PI: Legalizada como esporte, vaquejada sofre críticas por maus-tratos a animais

PI: Legalizada como esporte, vaquejada sofre críticas por maus-tratos a animais

Quem pratica a atividade, analisa com frustração a iniciativa de propor a proibição da atividade. Já os defensores dos animais comemoram a ação.

Por Glenda Uchôa

Prestes a completar três anos de criação, a Lei 6.265 de 27 de agosto de 2012, que regulamenta a vaquejada como prática esportiva e cultural no Estado do Piauí, levanta polêmicas até hoje. Em nível regional, a capital piauiense também regulamentou a prática através da Lei Municipal de Teresina n.º4.381/2013. Contudo, em recente decisão, a Procuradoria-Geral de Justiça do Piauí propôs uma Ação Direta de Inconstitucionalidade (ADI) contra ambas as leis alegando a contramão dos textos ao atual regime de proteção ao meio ambiente.

PI vaquejada

A cultura do vaqueiro é secular no Nordeste. O homem que, trajado como gibão, chapéu, guarda–peito, perneira e luvas, todas feitas de coro de animal, vai buscar o boi solto no sertão faz parte da constituição histórica das regiões nordestinas. Mais tarde, além do exercício cotidiano, os vaqueiros passaram a exibir suas habilidades na captura de animais como forma de diversão constituindo, assim, as primeiras vaquejadas.

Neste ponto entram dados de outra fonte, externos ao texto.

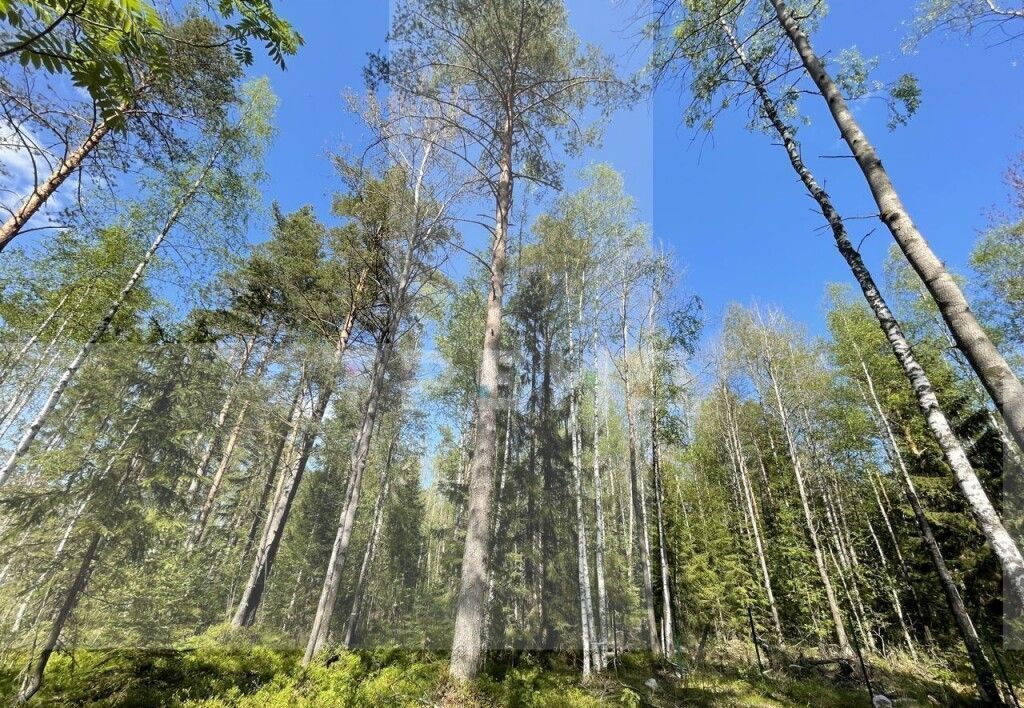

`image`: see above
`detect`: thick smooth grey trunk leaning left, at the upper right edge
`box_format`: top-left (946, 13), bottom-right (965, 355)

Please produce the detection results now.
top-left (771, 0), bottom-right (1024, 454)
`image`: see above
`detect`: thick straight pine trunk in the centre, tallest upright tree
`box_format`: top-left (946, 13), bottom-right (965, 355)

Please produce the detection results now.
top-left (450, 126), bottom-right (513, 681)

Quem pratica a atividade, analisa com frustração a iniciativa do Ministério Público em propor a inconstitucionalidade das leis. Já os defensores dos direitos dos animais comemoram a ação como um passo a mais para a proteção da saúde dos bichos.

O MP propõe, através do Centro de Apoio Operacionalde Defesa do Meio Ambiente (CAOMA), que as leis afrontam a Constituição Federal (art. 237, §1º, VIII) e a Constituição Estadual (art. 225, § 1º,VIII), que incumbem ao Poder Público o dever de proteger a fauna e a flora,sendo vedadas as práticas que coloquem em risco sua função ecológica, provoque má extinção de espécies ou submetam os animais à crueldade.

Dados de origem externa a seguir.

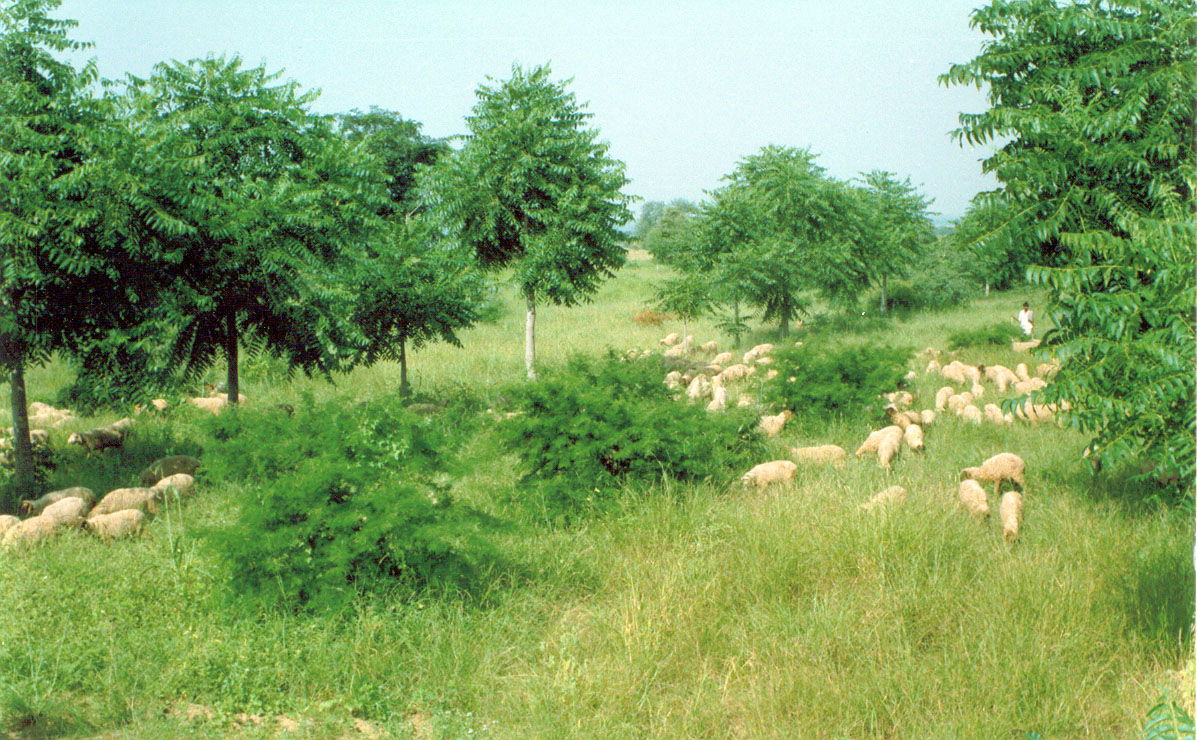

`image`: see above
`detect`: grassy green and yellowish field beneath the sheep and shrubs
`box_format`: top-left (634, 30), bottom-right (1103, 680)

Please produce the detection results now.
top-left (0, 255), bottom-right (1195, 740)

A ação visa garantir o bem-estar dos animais envolvidos nos eventos de vaquejadas, que são realizados através das disputas em uma pista de areia, onde dois cavaleiros, sobre cavalos, enquadram e tentam derrubar o boi até um ponto determinado. Segundo associações de proteção aos animais, a conduta envolve uma série de riscos à saúde dos bichos.

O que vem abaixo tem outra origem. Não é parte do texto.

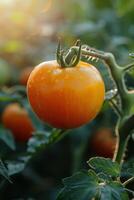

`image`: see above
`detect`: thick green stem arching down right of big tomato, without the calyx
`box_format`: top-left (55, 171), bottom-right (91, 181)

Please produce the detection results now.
top-left (66, 46), bottom-right (134, 164)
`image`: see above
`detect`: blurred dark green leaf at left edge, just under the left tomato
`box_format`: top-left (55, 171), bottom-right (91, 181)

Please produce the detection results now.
top-left (0, 128), bottom-right (15, 150)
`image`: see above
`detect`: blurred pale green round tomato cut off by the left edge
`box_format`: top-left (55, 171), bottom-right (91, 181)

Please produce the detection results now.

“O estresse crônico estimula donos animais, através de suas várias participações nesses eventos, abre uma janela de possibilidade para doenças. O animal passa a ter liberação constante de adrenalina, de cortisona e isso vai influenciando toda sua estrutura fisiológica, deixando ele suscetível a doenças”, afirma a médica veterinária e diretora técnica da Associação Piauiense de Proteção e Amor aos Animais (Apipa), Roseli Klein.

Já o vereador Samuel Bezerra, um dos responsáveis pela defesa da lei de regulamentação da vaquejada em nível municipal, afirma que a atividade é um bem cultural para o Piauí e que muito tem evoluído nos conceitos de cuidados animais. “Entendemos que a vaquejada é um evento cultural há muito praticado no Piauí. Também entendo que a vaquejada tem evoluído com passar dos anos, tem se profissionalizado, é uma atividade esportiva que mais gera emprego e renda no Nordeste, além de estar primando também pela cultura de cuidado com os animais. Hoje, o gado que é colocado na vaquejada faz duas corridas, no máximo, sem falar nos aparelhos de proteção que têm se modernizado. A vaquejada é importante para a história, para o cunho econômico e é importante para o povo nordestino”, finaliza o vereador.

Fonte: Portal O Dia

Nota do Olhar Animal: É muita desonestidade afirmar que a vaquejada “muito tem evoluído nos conceitos de cuidados animais”, como se os maus-tratos e abusos não fossem inerentes à atividade, causando pavor e muitas lesões aos animais perseguidos, algumas fatais. Evolução virá é com banimento das vaquejadas e dos rodeios. Justificar algum tipo de violência por conta de ser uma tradição é o argumento obtuso usado pela maioria dos defensores dessa covardia contra os animais. Não há justificativa racional para se manter tradições que causam danos a terceiros. Elas e esta lei abjeta é que sejam derrubadas, não os animais. A vida e o respeito aos interesses deles é infinitamente mais relevante do que o entretenimento daqueles que se comprazem com o sofrimento e a subjugação de um animal.